Mut zu Investition und Innovation in der Krise hat sich bewährt
GMUNDEN. Auf ein „herausforderndes, aber wirtschaftlich positives Geschäftsjahr“ blickt Karl Neumann, Geschäftsführer der Stern-Gruppe, zurück. Die Positionierung als innovativer Mobilitäts- und Technologiekonzern nehme weiter Fahrt auf.

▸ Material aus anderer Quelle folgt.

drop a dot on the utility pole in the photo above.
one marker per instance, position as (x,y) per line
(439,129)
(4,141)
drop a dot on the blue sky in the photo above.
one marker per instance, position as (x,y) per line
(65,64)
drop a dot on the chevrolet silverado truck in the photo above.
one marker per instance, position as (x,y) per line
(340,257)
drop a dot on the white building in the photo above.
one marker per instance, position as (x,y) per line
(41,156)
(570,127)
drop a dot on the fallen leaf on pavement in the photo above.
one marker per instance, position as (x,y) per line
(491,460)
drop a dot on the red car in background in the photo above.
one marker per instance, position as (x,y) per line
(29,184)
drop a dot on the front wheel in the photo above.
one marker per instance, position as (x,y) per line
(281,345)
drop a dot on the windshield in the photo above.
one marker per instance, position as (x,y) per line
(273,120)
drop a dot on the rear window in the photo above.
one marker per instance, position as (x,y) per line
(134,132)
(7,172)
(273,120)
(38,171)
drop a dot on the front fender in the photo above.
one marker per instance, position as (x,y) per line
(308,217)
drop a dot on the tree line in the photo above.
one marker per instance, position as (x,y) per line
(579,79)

Rückblickend auf das Ausnahmejahr 2020 habe sich „der Mut zur Investition und Innovation auch in der Krise als entscheidender Erfolgsfaktor bewährt“, so Karl Neumann. Die geplanten Ziele konnten erreicht, das Gesamtergebnis gegenüber 2019 sogar leicht gesteigert werden. Im Frühling 2020 habe man unter dem Motto „Gesundheit schützen, Betrieb aufrecht erhalten, zukunftsfähig bleiben“ rasch gehandelt und konnte so, unter strengsten Hygienemaßnahmen, die Tätigkeit nach weniger als zwei Wochen wieder aufnehmen. In Summe entfielen 0,35 Prozent der Betriebsleistungen auf Kurzarbeitsentschädigungen, so Neumann.
Große Investitionen
Gleichzeitig habe man in die Zukunft investiert, betont der Stern Gruppe-CEO. Er verweist auf den Neubau des nachhaltigen Stern-Gebäudes in der Theresientalstraße, das über zwei Stockwerke aus reinem Holzbau verfügt und in der ersten Hälfte des nächsten Jahres bezogen werden soll. Es stelle auch eine Investition in Arbeitsplätze der Zukunft dar. Erst kürzlich fand die Gleichenfeier für die neue Bahnhofshalle in Engelhof statt. Mit dem Kauf von drei weiteren Vectron Dual Loks sei man zudem Vorreiter für eine neue, umweltfreundliche Technologie, betont Neumann. 15 Millionen Euro werden in den nächsten Jahren in diese innovativen Cargo-Loks von Siemens investiert, die mit elektrischem bzw. dieselelektrischem Antrieb besonders sauber sind.
Neue Konzern-Struktur
Abgeschlossen wurde heuer auch die Neustrukturierung des Konzerns, der nun in die fünf Bereiche Verkehr, Schifffahrt, Bau, Elektro- & Gebäudetechnik und Beton-Fertigteile sowie in die Stern Services GmbH gegliedert ist. Man verfüge damit über stabile Standbeine für die Zukunft, so Neumann. Dies mache das Unternehmen auch für Mitarbeiter attraktiv, zusätzliche Kräfte werden in fast allen Bereichen gesucht. Derzeit seien rund 700 Mitarbeiter im Konzern tätig, davon rund 65 Lehrlinge.